Optimize gp_clinical_to_stem
Closed this issue · 3 comments
For the first run on the real data, the gp_clinical_to_stem
was relatively slow (1.5h on a total ETL runtime of 3h).
We should investigate what part of the function is slowest and how we can optimize that.
Todo: run the Intelij profiler on this function to find what part of the script is needs optimisation
small set, 100
main (64.887s) > run > transform > execute_transformation > ...
- ... gp_clinical_to_stem_table [25.0%] > ...
- ... generate_code_mapping_dictionary [45.4%] (higher, because called from other functions too)
synthetic set, 5000
all functions
main (370.0s) > run > transform > execute_transformation > ...
- ... gp_clinical_to_stem_table [5.2%, 19s] > ...
- ... generate_code_mapping_dictionary [8.3%, 31s]

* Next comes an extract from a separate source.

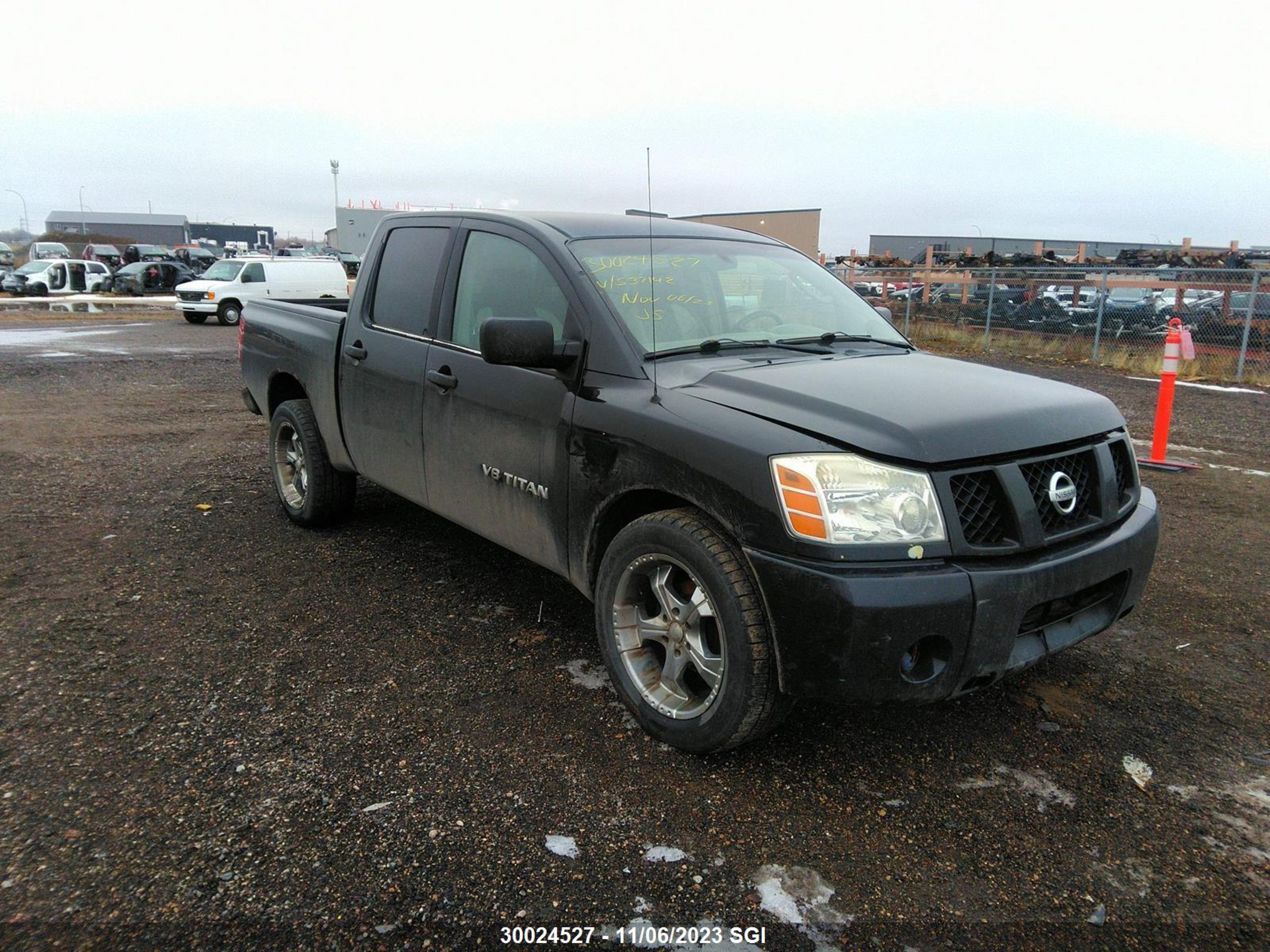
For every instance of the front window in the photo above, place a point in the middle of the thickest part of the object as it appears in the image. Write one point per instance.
(690, 291)
(223, 271)
(503, 278)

(other heavy transformations: ...> transform > execute_batch_transformation > baseline_to_stem [14.6%])
only gp_clinical_to_stem transformation
main (28.4s) > run > transform > execute_transformation > ...
- ... gp_clinical_to_stem_table [56.8%, 16s] > ...
- ... generate_code_mapping_dictionary [44.8%, 13s]
The function gp_clinical_to_stem_table
spends most of its running time with generate_code_mapping_dictionary
. This function is independent of the number of rows in the source data tables. With a larger data set, the time is expected not to increase substantially.
Close.